I walk into Starbucks. Set my bag on a chair and remove the lid from my refillable cup and set it on a tall table to save my spot. Then get in line. There, I fumble with my phone to bring up my membership app. I want to be ready to pay for my iced coffee and start looking ahead. Another Sunday coming, another sermon.
Marvin’s smiling face greets me and asks:
Did you have a good Christmas?
My reply
We sure did!
He asks about Santa and presents. We talk about being sleep-deprived and getting back at it.
Joy filled the exchange. The excitement, the energy of our season of new birth and gratitude still radiates.
But I lacked the courage to say what I wanted to say.
To say
I’m having a good Christmas!
That Christmas isn’t over–it’s only begun.
To say these things and not be a liturgical snob or that kind of nasty Christian.
Responding with true sincerity and love that yes, Christmas Day was truly remarkable, but it is still going and I’m feeling great about it!
I wanted to name, not only the difference with our culture’s approach to the day, but to embrace the joy and generosity of the season itself. To love in a way that actually feels like love.
It needs to be both.
I don’t want to be right and be a jerk.
Or be wrong and miss the power of the season.
I want to share the truth that I know–
the joy of the incarnation!
–isn’t left to a single day.
While embracing the joy in all my interactions. I want to share the intimacy of a Christ in the human form of a baby and the joy of celebrating such a profound gift.
I want to be a source of Christ’s love. Not just because of Christmas or my baptism decades ago, but because I sincerely believe this all means something.
To help people know that this too is Christmas.
Today. Let three french hens and two turtle doves be our reminder.

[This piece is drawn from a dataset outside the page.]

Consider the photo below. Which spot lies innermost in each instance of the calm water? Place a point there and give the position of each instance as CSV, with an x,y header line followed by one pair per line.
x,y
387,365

Our speaking of presents and a need to catch up on sleep and our love for our families and friends is the holy embodiment of Christmas. Our family friend, my friend back at work, on Christmas. Christmas’s second day.
Perhaps we let our Boxing Day be our return to the world with the spirit of joy.

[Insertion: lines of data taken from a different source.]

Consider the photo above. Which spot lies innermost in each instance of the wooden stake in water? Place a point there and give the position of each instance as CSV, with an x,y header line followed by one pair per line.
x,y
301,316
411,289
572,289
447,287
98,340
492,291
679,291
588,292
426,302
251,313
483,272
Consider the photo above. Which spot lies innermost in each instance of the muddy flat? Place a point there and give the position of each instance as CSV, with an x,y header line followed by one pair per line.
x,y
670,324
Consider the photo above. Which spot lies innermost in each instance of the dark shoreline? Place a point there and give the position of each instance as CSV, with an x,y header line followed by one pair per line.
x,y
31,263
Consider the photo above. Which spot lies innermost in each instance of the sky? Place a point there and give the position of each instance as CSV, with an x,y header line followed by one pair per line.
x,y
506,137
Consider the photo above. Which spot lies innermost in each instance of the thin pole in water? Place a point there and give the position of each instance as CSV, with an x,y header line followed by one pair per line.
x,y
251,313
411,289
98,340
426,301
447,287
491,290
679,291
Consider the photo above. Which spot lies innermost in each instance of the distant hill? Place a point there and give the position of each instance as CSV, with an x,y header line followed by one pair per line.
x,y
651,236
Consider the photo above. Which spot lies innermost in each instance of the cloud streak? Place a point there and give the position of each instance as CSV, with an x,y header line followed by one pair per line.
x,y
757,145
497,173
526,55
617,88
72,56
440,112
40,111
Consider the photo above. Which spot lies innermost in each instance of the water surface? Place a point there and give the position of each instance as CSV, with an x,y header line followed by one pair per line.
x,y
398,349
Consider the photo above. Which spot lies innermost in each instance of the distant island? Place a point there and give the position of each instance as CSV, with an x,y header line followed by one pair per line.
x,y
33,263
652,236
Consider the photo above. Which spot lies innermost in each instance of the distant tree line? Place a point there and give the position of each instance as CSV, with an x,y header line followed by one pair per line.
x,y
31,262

In spite of all the trees at the curb and the sudden absence of seasonally-appropriate music, it is still Christmas. Hearing adult contemporary and ’80s hits at Kroger is a sign of our return to normal. As the world sheds its holiday glow.
These signs are of a return to normal so fixed and rigid they cut our emotions off at the knees.
Our begging knees and our praising knees.
Maybe these are the perfect reminders for our divine reclamation project.
That the world doesn’t really understand that Christmas is a celebration that is supposed to last throughout the year. With we as the incarnate ones. Children of God with the Son of God. The lovers and the builders of the new normal Jesus calls the Kingdom of God.
And further, that this is only the beginning of our year, not its end. The beginning of our ministry, not its culmination. And the time of our great joy in the love of Christ, not just some gift giving and a few days off of work and school.
Christmas is our reminder of the beginning. Not then, but now. In life and love as Jesus’s agents of transformation. Because God’s new normal isn’t going to build itself.
And some of us will need plenty of coffee.